A. Buckley et al. investigated the NK cell cytotoxicity depending on anesthetic methods. In this study, serum of breast cancer patients underwent surgical excision were classified according to the anesthesia method. NK cell cytotoxicity was significantly higher in serum of patients who were performed propofol–paravertebral block than in serum of the patients who administrated sevoflurane–opioids [21]. In a in vivo experiment, General anesthesia using isoflurane following by induction with propofol reduced the NK cytotoxic activity of peripheral blood lymphocytes in dogs [27].

LLC was separated from spontaneous epidermal cancer of the lungs of a mouse in 1951, and has since been used to set up animal models with tumor [34]. It is a rapidly growing tumor and a very malignant type of epidermoid carcinoma [35,36]. LLC is a murine tumor, and we have experimented with LCC cells because the tumor grows well in a mouse and is easy to experiment without using a special mouse such as a nude mouse with reduced immunity.
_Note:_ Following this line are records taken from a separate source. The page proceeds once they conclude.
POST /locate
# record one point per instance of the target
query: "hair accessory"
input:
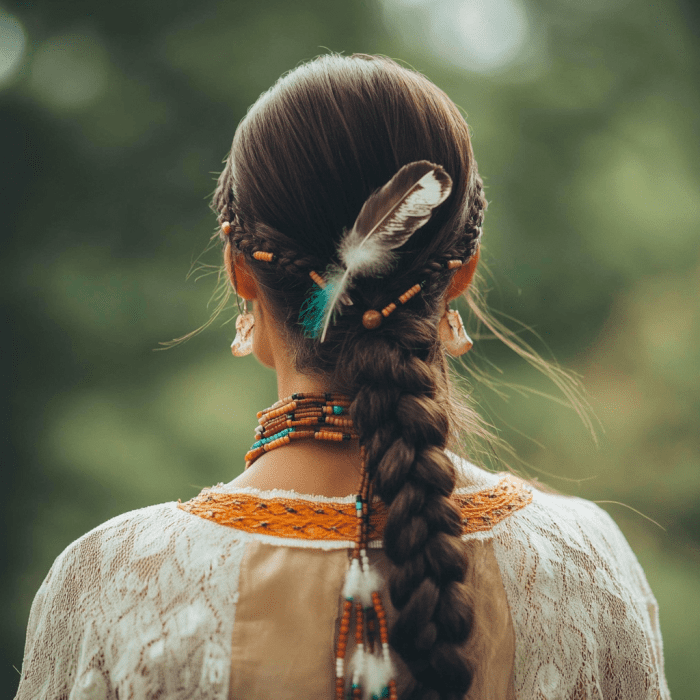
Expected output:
(242, 344)
(373, 319)
(386, 221)
(370, 671)
(453, 335)
(318, 279)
However, because LLC cells are cancer cells that grow only in mice and the proliferation rate may be faster than other cancer cells [34,35,36], which may affect the experimental results.
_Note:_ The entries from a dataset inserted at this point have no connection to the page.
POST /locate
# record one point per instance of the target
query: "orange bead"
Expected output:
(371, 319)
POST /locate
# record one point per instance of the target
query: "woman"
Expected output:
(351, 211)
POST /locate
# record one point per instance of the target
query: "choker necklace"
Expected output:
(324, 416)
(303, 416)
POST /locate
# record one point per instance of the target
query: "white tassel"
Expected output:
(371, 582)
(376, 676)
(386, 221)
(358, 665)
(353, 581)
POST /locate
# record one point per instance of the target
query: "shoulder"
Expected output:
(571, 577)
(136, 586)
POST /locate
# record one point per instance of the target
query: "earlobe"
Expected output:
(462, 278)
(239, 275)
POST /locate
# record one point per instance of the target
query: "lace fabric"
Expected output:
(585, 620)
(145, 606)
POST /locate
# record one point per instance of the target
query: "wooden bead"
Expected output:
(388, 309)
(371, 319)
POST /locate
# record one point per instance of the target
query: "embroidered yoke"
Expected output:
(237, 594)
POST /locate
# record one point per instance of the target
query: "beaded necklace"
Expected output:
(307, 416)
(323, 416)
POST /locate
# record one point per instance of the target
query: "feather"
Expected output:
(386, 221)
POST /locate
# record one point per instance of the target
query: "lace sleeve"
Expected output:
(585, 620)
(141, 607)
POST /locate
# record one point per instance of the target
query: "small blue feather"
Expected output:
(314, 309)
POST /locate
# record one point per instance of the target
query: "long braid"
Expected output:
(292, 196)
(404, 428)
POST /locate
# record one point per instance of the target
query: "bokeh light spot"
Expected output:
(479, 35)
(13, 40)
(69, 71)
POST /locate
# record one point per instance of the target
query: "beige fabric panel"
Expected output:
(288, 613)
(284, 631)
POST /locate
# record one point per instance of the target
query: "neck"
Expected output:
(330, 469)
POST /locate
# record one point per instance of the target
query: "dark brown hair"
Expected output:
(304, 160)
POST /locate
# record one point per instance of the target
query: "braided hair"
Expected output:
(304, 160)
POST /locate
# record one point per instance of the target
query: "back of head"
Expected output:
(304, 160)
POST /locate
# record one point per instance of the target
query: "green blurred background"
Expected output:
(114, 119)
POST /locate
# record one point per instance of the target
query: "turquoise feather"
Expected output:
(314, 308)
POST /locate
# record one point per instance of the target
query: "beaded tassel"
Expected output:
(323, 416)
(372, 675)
In the present study, we investigated whether the effects of sevoflurane on the proliferation of LLC cells in vitro and in vivo. We found that although sevoflurane exposure enhanced LLC cell proliferation in vitro, it did not affect tumor growth or survival in LLC-bearing mice. These results suggest that in vitro studies on the effects of anesthetics on cancer may differ from those of in vivo or clinical studies. In vivo study, the in vitro effect of 2% sevoflurane may not be properly expressed because the immune system and various environments of the living mice affect it, or it may be because the number of final enrolled mice in vivo study was too small (n = 34). Although 2% sevoflurane significantly increased the in vitro cancer cell density, the difference was only 9.2%. It would be difficult to detect a similar change in either animal survival or tumor size.

The limitations of this study are as follows. First, it was not possible to reveal the proportional relationship at other concentrations by using only the 2% sevoflurane concentration. At concentrations of 4% or more, the respiration rate and heart rate of mice were significantly decreased. As a result of concern about bias due to hypoxia or acidosis, sevoflurane at a high concentration could not be applied. To this end, there is a difficulty in performing positive pressure controlled breathing in mice and adding arterial blood gas tests. The authors generally use sevoflurane to anesthetize patients with a sufficient dose of remifentanil, which is continuously administered intravenously, so only a small amount of sevoflurane (1–2%) is used except during periods of strong stimulation or elevated blood pressure. The concentration of sevoflurane, which is most commonly used in clinical practice, is about 1–2%. Second, the size or weight of the cancer tissue was not directly measured, but this was to record and compare the survival period. It is now attempting to measure the occurrence and size of tumor more accurately using ultrasonic waves. The use of 100% oxygen rather than propofol as a control is the third limitation of this study. If there had been a comparison with propofol, it would have been a more valuable study. Finally, it is also a weak point of this study that experiments with animal lung cancer cell, not human cancer cell, and with a non-surgical model rather than a surgical model are a setting that is somewhat far from the actual clinical situation.

5. Conclusions

In our experiments, 2% sevoflurane was found to activate proliferation of LLC cells in vitro study. But there was no significant effect on outcomes such as survival or tumor size in vivo study. These results suggest that in vitro studies on the effects of anesthetics on cancer may differ from those of in vivo or clinical studies. Further studies are needed on the effects of sevoflurane on human cancer cells, their mechanism of action, and the effect of sevoflurane at different concentrations.